Prezzo is the latest restaurant group restructuring in order to ensure its survival

Prezzo is the latest UK high street restaurant casualty
chrisdorney/Shutterstock

Italian high street chain Prezzo and the Tex-Mex-themed brand Chimichanga (which Prezzo owns) is on the verge a major restructuring, which could see up to a third of its 300-site portfolio close in the coming weeks and months. According to a report by Sky News, as part of a proposed restructuring of the company to be agreed with its creditors, up to 100 sites could close — a number that would include every one of the 33 Chimichangas currently trading.

Hundreds of jobs are expected to be at risk as the measures are put into place. Prezzo currently employs in the region of 4,500 members of staff.

In light of the developments, Sunday Times (and restaurant chain) critic Marina O’Loughlin observed that it was “a potential bloodbath out there.” News of Prezzo’s fate follows, so far this year, restructuring and closures at Strada, Byron and Jamie Oliver Restaurant Group. The CEO of the latter, Jon Knight, last week remarked that the the company had “rested on its laurels” and “didn’t take notice of the competition or how it was developing.”

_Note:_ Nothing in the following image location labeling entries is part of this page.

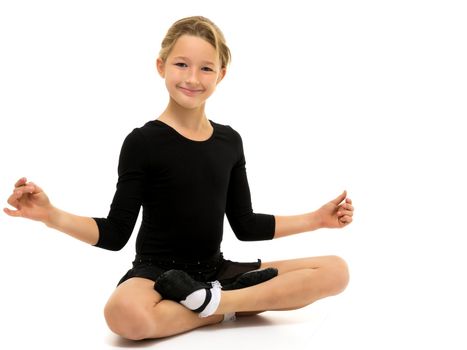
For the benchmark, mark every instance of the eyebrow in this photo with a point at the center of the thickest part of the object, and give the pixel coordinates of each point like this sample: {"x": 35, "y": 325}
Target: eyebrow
{"x": 187, "y": 59}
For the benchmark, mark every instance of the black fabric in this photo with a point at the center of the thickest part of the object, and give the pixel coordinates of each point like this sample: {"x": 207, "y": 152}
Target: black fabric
{"x": 252, "y": 278}
{"x": 216, "y": 268}
{"x": 177, "y": 285}
{"x": 185, "y": 187}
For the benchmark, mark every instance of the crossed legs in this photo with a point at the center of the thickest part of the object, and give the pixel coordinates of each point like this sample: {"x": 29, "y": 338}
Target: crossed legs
{"x": 136, "y": 311}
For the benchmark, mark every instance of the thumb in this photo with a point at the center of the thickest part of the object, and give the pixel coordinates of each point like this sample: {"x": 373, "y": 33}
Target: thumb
{"x": 15, "y": 213}
{"x": 340, "y": 198}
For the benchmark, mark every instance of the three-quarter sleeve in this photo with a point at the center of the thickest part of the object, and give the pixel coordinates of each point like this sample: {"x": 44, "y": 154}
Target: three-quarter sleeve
{"x": 247, "y": 225}
{"x": 116, "y": 229}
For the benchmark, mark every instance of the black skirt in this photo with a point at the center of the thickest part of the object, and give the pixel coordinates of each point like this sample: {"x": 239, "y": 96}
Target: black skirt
{"x": 216, "y": 268}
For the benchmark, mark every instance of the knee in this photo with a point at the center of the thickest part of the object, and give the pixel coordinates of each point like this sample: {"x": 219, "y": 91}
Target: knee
{"x": 339, "y": 273}
{"x": 127, "y": 319}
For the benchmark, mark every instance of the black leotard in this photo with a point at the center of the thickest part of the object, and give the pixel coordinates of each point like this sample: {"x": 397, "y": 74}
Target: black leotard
{"x": 185, "y": 188}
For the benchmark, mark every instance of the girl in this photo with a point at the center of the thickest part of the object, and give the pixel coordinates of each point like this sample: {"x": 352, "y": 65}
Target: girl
{"x": 187, "y": 171}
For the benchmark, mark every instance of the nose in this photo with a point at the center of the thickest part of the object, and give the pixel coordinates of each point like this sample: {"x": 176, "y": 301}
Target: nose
{"x": 192, "y": 77}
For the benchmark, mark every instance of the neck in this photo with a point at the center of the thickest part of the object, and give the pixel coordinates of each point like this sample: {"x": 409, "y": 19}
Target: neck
{"x": 191, "y": 119}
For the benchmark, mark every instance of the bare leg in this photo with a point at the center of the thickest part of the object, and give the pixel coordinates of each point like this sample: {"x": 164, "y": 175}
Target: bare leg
{"x": 136, "y": 311}
{"x": 300, "y": 283}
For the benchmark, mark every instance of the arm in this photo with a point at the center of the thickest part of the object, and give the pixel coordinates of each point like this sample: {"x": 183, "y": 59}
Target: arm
{"x": 110, "y": 233}
{"x": 82, "y": 228}
{"x": 333, "y": 214}
{"x": 31, "y": 202}
{"x": 246, "y": 224}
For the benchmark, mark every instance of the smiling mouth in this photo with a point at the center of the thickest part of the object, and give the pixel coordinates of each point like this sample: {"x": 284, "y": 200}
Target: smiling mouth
{"x": 189, "y": 91}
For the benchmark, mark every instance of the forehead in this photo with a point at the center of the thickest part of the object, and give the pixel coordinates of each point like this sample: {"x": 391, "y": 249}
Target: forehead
{"x": 195, "y": 49}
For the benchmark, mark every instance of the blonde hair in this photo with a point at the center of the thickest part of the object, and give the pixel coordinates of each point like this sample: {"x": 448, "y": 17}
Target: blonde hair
{"x": 197, "y": 26}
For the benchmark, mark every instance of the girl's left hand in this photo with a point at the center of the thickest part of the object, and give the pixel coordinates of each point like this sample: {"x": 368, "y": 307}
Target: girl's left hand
{"x": 337, "y": 213}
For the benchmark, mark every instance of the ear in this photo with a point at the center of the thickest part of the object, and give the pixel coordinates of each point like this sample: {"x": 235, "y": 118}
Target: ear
{"x": 222, "y": 73}
{"x": 160, "y": 65}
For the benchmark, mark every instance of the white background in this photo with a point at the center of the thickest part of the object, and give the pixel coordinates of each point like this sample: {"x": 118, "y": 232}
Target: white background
{"x": 366, "y": 96}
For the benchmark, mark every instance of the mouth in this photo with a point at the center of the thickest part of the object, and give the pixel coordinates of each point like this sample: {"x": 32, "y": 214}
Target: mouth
{"x": 190, "y": 92}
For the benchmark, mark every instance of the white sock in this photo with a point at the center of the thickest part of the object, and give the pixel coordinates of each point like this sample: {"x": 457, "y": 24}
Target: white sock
{"x": 229, "y": 317}
{"x": 215, "y": 300}
{"x": 196, "y": 299}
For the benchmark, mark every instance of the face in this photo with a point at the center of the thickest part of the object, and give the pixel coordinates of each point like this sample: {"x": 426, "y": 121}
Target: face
{"x": 191, "y": 71}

As has been cited by all affected restaurant businesses, the dramatic change in fortune for high street chains has been down to rising costs — specifically the increase in business rates in April 2017, and the introduction on the National Living Wage — but also due to increased competition, not just from other brands, but by the undercutting of convenience platforms and delivery partners like Deliveroo.

Prezzo opened its first restaurant in November 2000 on New Oxford Street in central London. It operates in the region of 20 Prezzo sites in the London area. The group, including its affiliate brands, has been owned by private equity firm TGP Capital since 2015.